European marketing teams plan to simplify their marketing technology stacks, even as most say they like the tools they already use, according to research from SALESmanago.
The study found that 61% of marketers love their current martech stack. At the same time, 92% feel "overstacked" with too many tools. Nearly all respondents (99%) plan to simplify their stack this year.
The findings highlight a familiar marketing operations challenge: teams have accumulated large collections of products over time, but day-to-day costs and complexity now influence buying decisions as much as features.
Cutting tool sprawl
The survey covered marketing decision-makers in the UK, Poland and Italy, and suggests consolidation is already under way. Some 59% are actively planning to cut or consolidate tools in 2026, while another 40% are considering doing so.
Respondents pointed to several drivers. Pressure to prove return on investment was cited by 34%, while complexity and maintenance overhead was cited by 31%.
When asked about the biggest pain points, half cited complexity and maintenance overhead. Another 50% cited slow execution, and 50% cited high total stack costs. The results suggest the leading concerns are operational rather than strategic, with teams focused on how quickly they can deliver campaigns and how much time they spend keeping tools running.
Control over the end-to-end customer experience was another pressure point. Only 42% said they have full control, while 52% said they have limited control.
That gap between ambition and execution is more visible as brands put greater emphasis on consistency across channels, including email, web, mobile, paid media and customer service. In practice, fragmented data and disconnected workflows can make it difficult to manage customer journeys from first touch to repeat purchase.
Why stacks still matter
Despite the push to simplify, marketers still reported benefits from their existing stacks. Reporting and insights were the most-loved capabilities, cited by 36% of respondents, followed by straightforward onboarding at 33%.
Respondents also expressed confidence in personalisation. Some 96% said their martech tools give them confidence in the quality of their personalisation, which they linked to ease of testing and optimisation (38%) and access to real-time or near real-time data (35%).
The findings show how marketing teams evaluate platforms in practice. Testing, measurement and iteration speed shape how much value teams can extract from personalisation strategies. Data freshness also affects how accurately marketers can respond to behaviour and intent.
SALESmanago frames the results as evidence that marketing teams are entering a new phase of technology procurement, with more focus on integration, execution speed and demonstrable value than on expanding toolsets.
Chief executive Phil Draper said the research shows teams want fewer products and less operational friction.
"Martech is central to how modern teams drive personalisation and growth. Marketers still believe in its value, but our research shows many are reaching a tipping point. They don't want to break up with their technology; they want it to be simpler-fewer disconnected tools, lower costs and faster execution. The next phase of martech isn't about adding more to the stack. It's about bringing data and experiences together, simplifying day-to-day operations and being able to clearly prove real ROI," Draper said.
What marketers want next
Looking ahead, respondents said their martech "relationship" would improve with faster execution and onboarding (35%) and better unified customer data (35%). Fewer, more integrated tools followed at 28%.
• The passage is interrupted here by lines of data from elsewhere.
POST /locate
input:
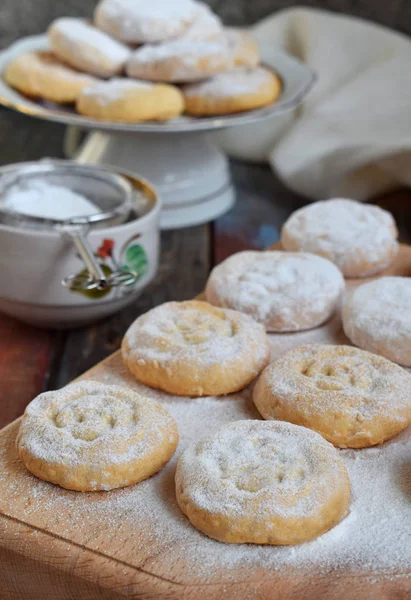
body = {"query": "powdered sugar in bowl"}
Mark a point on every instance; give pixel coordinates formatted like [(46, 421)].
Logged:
[(77, 243)]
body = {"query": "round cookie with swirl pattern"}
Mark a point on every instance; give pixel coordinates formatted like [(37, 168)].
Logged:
[(353, 398), (262, 483), (195, 349), (89, 436)]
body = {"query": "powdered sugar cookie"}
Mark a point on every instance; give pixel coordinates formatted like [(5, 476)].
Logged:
[(262, 483), (245, 50), (144, 21), (359, 238), (42, 75), (205, 26), (89, 436), (130, 101), (377, 317), (180, 60), (353, 398), (194, 349), (86, 48), (284, 291), (235, 91)]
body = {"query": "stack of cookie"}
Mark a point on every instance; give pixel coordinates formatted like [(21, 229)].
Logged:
[(140, 61)]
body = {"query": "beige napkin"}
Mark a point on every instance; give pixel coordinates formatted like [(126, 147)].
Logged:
[(352, 136)]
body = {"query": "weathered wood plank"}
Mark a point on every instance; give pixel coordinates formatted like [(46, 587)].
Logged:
[(24, 358)]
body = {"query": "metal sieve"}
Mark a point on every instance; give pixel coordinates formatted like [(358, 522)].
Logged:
[(109, 192)]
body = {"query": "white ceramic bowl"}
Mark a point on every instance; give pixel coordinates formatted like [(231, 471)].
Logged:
[(33, 264)]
Those priorities point to demand for systems that reduce hand-offs between products and cut the time needed to launch, monitor and adjust campaigns. Unified customer data also ties directly to concerns about end-to-end experience control, since fragmentation often drives inconsistent messaging, duplicated outreach and gaps in attribution.
SALESmanago is a European software-as-a-service company that sells an AI customer engagement platform for eCommerce marketing teams. It says the platform is used by more than 3,000 mid-sized businesses worldwide.
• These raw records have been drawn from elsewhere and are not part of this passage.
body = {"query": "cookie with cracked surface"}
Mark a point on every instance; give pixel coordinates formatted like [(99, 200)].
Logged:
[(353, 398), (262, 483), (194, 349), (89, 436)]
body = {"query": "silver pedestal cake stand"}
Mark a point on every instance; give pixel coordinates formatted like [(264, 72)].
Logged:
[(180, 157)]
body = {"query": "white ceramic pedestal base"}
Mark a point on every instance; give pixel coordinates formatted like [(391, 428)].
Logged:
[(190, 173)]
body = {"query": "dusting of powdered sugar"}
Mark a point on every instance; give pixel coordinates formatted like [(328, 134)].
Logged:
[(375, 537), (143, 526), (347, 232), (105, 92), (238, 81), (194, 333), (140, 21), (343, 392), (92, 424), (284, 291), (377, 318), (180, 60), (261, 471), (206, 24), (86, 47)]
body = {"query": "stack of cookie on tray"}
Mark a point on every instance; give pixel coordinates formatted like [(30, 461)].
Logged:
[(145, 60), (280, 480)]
Recent product development has included adding personalisation, conversational marketing and contact-centre functions following acquisitions of Leadoo and Thulium. The additions reflect a broader market shift, with marketing platforms extending into sales and service workflows and emphasising data sharing across teams.
The research suggests 2026 budget cycles may include more formal programmes to cut tool counts, reduce integration workloads and renegotiate supplier contracts, as marketing leaders place greater weight on execution speed and clearer measurement of return on investment.